The failures of Silicon Valley Bank and Credit Suisse have made a global economic slowdown more likely and European governments should be ready to support businesses as credit conditions tighten, veteran Italian banker Corrado Passera has said.
“The banking crisis in the United States and the situation at Credit Suisse have increased the risk of recession,” said the 68-year-old, who left the top job at Italy’s largest bank Intesa Sanpaolo to serve in government at the height of the country’s debt crisis in 2011.
Passera, who is now chief executive of Illimity, a digital bank he founded five years ago, added he was most worried about the impact on small and medium-sized businesses. Governments should be on alert “to compensate for lack of credit availability, because problems in this area of the market will translate to the rest of the economy”.
More than 75 per cent of Italian businesses are SMEs. Illimity specialises in lending to the sector and in the management of non-performing loans. It reported €75mn in net profit and had €6.5bn in total assets in 2022, up from €3bn in 2019.
Financial shares have fallen around the world after last month’s bank failures.
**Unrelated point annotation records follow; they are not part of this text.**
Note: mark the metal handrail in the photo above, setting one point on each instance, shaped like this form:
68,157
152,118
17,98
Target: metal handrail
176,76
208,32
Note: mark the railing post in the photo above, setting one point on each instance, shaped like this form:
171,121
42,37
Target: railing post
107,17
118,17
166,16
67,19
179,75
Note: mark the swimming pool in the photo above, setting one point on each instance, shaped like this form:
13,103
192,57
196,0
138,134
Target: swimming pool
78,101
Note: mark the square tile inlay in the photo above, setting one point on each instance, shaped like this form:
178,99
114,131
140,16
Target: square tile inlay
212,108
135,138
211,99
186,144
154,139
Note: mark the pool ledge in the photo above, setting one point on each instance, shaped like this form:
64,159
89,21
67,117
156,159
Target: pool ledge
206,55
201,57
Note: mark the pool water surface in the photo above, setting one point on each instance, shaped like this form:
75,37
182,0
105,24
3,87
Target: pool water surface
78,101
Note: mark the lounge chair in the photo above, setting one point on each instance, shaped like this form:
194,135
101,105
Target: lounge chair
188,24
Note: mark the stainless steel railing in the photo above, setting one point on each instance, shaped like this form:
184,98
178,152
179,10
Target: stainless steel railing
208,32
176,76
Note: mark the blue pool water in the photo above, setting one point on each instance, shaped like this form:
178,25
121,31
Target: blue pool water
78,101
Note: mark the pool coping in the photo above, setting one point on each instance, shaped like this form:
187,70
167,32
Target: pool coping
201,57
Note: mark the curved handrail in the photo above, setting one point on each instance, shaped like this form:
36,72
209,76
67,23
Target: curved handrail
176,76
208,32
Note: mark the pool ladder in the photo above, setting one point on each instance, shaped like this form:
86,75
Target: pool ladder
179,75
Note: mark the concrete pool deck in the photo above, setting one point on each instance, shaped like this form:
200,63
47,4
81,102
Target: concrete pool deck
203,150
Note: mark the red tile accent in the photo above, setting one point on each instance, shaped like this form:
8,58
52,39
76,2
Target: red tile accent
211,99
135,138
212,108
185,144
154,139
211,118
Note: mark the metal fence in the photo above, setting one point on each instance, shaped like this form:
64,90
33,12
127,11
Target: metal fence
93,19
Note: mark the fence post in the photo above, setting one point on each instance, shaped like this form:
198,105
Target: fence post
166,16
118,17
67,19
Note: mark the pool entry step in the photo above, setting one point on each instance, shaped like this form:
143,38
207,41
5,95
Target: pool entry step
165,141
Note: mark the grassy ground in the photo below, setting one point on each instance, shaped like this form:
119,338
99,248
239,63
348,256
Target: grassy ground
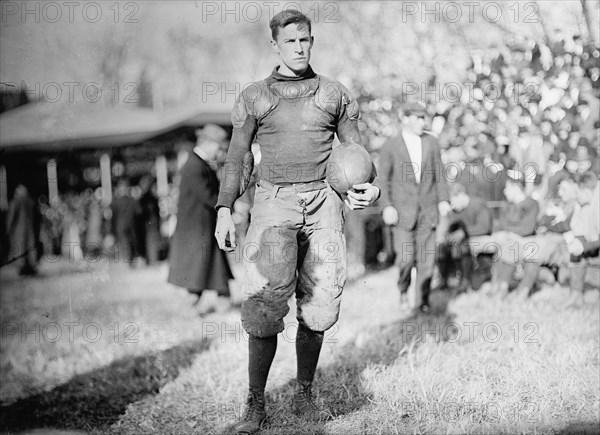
476,365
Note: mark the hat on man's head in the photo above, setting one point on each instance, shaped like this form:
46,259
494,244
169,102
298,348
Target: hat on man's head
515,176
416,108
211,132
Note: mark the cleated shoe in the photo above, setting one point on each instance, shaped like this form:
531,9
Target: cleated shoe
254,414
303,404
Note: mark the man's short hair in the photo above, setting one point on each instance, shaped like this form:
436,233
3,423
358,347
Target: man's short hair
285,17
587,180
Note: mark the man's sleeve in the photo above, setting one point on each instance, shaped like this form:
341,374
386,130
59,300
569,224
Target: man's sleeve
483,221
386,171
441,185
244,129
589,246
526,225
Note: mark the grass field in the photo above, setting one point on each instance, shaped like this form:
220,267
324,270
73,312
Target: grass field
100,348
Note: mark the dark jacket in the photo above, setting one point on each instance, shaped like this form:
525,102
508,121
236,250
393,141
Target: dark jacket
399,187
474,220
196,262
519,218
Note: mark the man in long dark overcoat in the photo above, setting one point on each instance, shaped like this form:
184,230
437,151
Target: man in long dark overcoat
196,262
414,194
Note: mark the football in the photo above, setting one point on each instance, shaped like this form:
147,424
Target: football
349,164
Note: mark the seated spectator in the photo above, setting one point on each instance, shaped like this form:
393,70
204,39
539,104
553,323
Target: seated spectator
470,218
583,240
517,221
556,174
548,245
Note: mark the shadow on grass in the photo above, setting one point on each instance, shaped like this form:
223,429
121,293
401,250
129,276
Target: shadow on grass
96,399
339,385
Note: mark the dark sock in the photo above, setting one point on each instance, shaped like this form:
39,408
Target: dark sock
261,354
466,266
308,348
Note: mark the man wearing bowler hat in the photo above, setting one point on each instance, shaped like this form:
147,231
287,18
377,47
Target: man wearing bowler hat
414,195
295,243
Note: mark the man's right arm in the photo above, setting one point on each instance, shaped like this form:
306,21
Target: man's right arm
241,141
386,170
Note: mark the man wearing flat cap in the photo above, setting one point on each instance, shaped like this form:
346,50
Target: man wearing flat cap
196,262
414,194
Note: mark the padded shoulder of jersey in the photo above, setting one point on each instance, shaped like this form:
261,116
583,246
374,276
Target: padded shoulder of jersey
335,98
256,100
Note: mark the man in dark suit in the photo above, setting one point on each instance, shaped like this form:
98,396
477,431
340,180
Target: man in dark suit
470,217
196,262
414,194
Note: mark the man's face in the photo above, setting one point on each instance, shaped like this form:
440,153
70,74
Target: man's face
414,123
293,45
567,191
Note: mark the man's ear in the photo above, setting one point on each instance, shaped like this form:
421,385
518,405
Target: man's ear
274,45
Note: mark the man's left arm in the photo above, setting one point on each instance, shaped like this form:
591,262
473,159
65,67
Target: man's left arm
347,129
440,183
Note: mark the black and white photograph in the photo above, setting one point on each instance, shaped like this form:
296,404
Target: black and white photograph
299,217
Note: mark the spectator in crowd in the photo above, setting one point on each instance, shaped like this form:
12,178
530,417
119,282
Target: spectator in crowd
583,240
414,194
556,173
548,246
22,221
517,220
470,218
93,234
150,220
196,262
125,212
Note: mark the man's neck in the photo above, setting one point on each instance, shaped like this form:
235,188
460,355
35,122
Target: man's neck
280,74
409,132
285,71
519,198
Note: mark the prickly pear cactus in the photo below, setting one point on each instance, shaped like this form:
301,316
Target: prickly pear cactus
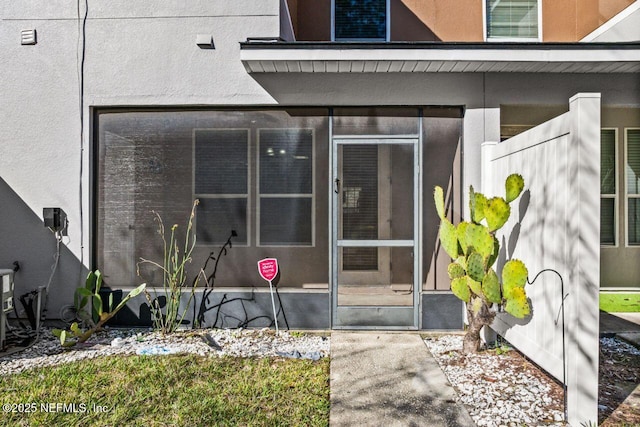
475,267
497,213
455,270
474,248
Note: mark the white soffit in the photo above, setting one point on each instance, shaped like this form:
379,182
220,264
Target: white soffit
276,57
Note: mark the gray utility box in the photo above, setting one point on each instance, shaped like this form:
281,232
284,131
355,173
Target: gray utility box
6,276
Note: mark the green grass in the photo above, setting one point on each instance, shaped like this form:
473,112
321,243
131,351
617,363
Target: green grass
180,390
620,302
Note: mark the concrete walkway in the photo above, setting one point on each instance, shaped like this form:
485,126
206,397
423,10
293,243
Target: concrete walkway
389,379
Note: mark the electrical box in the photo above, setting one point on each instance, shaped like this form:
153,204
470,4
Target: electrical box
6,277
55,219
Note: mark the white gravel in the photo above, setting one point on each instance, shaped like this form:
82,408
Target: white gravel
496,393
210,342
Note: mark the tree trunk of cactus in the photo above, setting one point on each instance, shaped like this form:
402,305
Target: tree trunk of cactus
485,316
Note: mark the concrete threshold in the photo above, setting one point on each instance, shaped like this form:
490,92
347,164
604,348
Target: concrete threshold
389,379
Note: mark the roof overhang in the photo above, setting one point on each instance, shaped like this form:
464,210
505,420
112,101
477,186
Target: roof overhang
268,56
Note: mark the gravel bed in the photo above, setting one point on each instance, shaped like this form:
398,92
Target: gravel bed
209,342
619,377
499,390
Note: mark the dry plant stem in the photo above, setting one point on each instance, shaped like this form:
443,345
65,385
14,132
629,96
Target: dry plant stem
174,275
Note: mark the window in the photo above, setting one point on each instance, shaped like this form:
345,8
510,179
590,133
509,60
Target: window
608,138
512,19
221,183
360,20
632,172
286,187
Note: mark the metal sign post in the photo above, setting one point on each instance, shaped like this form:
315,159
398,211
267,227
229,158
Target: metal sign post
268,269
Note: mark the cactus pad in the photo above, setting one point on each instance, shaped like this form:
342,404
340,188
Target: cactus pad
438,198
476,306
518,305
449,238
496,251
491,287
460,289
455,270
480,239
465,243
513,186
476,287
514,276
475,266
497,213
462,261
477,205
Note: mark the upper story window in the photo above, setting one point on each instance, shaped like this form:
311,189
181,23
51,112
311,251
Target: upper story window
608,187
632,172
360,20
512,19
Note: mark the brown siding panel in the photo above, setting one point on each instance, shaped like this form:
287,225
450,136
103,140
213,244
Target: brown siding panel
448,20
572,20
314,20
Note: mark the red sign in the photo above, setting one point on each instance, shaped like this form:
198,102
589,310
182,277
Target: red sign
268,268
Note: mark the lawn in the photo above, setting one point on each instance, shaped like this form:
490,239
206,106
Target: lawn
181,390
620,302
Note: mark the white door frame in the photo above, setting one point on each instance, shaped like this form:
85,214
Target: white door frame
375,317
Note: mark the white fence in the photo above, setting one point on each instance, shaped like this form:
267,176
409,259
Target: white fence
556,225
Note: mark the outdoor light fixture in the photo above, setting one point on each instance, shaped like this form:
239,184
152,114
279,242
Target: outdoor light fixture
205,41
28,37
55,219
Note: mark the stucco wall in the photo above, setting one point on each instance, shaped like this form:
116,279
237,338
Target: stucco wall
136,53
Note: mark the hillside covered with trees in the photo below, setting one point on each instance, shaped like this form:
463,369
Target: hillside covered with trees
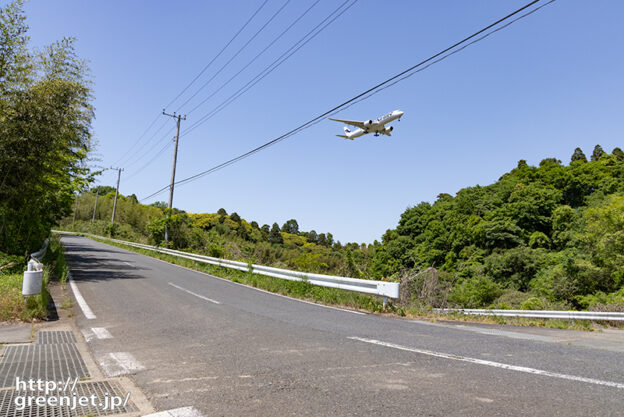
550,236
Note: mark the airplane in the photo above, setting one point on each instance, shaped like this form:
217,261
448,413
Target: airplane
377,126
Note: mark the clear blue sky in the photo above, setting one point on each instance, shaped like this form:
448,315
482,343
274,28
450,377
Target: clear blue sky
537,89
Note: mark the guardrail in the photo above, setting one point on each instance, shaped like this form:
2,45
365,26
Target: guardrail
543,314
382,288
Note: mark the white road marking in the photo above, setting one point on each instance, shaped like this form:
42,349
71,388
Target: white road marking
88,334
178,412
242,285
120,363
101,333
195,294
257,289
494,364
81,301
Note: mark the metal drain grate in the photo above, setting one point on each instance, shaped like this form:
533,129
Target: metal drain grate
50,337
49,362
101,390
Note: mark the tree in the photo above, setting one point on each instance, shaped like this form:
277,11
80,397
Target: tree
598,152
274,235
578,155
291,226
45,133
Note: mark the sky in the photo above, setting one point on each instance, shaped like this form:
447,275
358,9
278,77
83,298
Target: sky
536,89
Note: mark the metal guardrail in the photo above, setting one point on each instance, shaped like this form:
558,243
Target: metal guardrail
382,288
543,314
33,276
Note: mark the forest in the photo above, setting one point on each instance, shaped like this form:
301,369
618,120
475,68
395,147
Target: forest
548,236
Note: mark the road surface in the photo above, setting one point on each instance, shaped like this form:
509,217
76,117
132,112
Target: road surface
190,339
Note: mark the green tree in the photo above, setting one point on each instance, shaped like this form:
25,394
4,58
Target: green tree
578,155
274,235
45,133
597,153
291,226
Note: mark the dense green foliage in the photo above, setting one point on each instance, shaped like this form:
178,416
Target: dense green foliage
540,237
221,235
548,235
45,121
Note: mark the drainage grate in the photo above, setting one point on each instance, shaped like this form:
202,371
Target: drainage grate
49,362
49,337
103,391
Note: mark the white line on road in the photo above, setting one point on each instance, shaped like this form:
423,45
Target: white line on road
195,294
81,301
178,412
494,364
101,333
243,285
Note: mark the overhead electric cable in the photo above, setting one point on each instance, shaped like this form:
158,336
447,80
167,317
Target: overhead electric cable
218,55
271,67
256,57
193,81
235,55
397,77
138,171
137,141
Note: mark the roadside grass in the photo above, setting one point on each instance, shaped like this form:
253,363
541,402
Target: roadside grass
336,297
13,305
295,289
425,313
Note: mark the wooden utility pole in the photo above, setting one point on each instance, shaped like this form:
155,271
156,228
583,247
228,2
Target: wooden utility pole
175,158
116,192
97,193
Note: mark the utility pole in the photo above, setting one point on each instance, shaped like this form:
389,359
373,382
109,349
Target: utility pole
75,211
175,158
116,192
97,193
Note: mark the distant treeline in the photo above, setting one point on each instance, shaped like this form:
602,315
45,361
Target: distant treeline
550,236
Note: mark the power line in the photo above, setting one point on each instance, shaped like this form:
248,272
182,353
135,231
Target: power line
138,140
164,148
218,55
189,84
272,66
256,57
398,77
235,55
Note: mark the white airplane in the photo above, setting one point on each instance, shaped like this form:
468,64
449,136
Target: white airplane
370,126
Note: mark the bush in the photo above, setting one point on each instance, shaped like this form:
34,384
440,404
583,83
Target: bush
475,292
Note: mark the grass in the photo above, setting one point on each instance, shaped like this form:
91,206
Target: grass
296,289
13,305
336,297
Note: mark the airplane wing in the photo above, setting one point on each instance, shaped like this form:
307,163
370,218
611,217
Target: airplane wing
350,122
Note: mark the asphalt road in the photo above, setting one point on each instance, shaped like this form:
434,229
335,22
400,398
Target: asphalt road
230,350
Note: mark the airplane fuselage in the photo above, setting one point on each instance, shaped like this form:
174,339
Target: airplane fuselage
377,126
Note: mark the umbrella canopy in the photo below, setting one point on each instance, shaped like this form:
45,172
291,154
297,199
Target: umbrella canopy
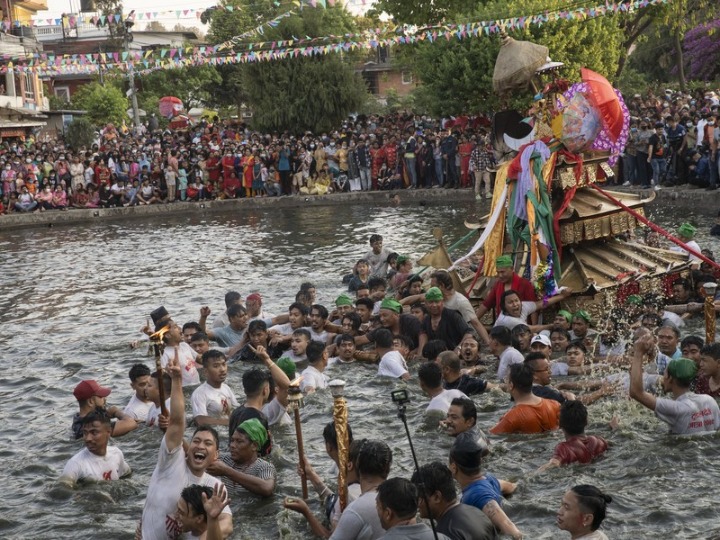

While European regulators have sought to reassure investors that the bloc’s banks are in a much better position compared with the financial crisis 15 years ago, businesses are likely to be less able to withstand another major shock or tightening of credit conditions only three years since the start of the pandemic.
Passera pointed out that macroeconomics and structural changes in banking had created challenges for smaller companies.
“High interest rates, bank branch closures, which have taken away a channel to access finance for SMEs, and the uncertainty around banks’ equity might stress this segment of the market,” he told the Financial Times.
While Italy is expected to avoid recession this year, analysts and experts have warned that the combination of rising interest rates, inflation and the latest banking turmoil could have unexpected consequences.
“The European Central Bank must not overreact and give inflation time to cool . . . it is important for central banks to demonstrate that they are aggressively fighting inflation, but stagflation [a combination of high inflation and economic stagnation] must be avoided at all costs,” Passera said.
“Interest rates are now sufficient to cool inflation.”
Last month, Bank of Italy governor Ignazio Visco was the first European central banker to warn against prolonged interest rate rises. The ECB stuck with a planned 50 basis points rate rise in March but policymakers have been hinting that they will stop increasing rates.
“The job of central banks today is quite difficult as monetary policy actions can have opposing outcomes in terms of both price stability and financial stability,” said Passera.
“While inflation needs to be reduced drastically, collateral damage cannot be ignored.”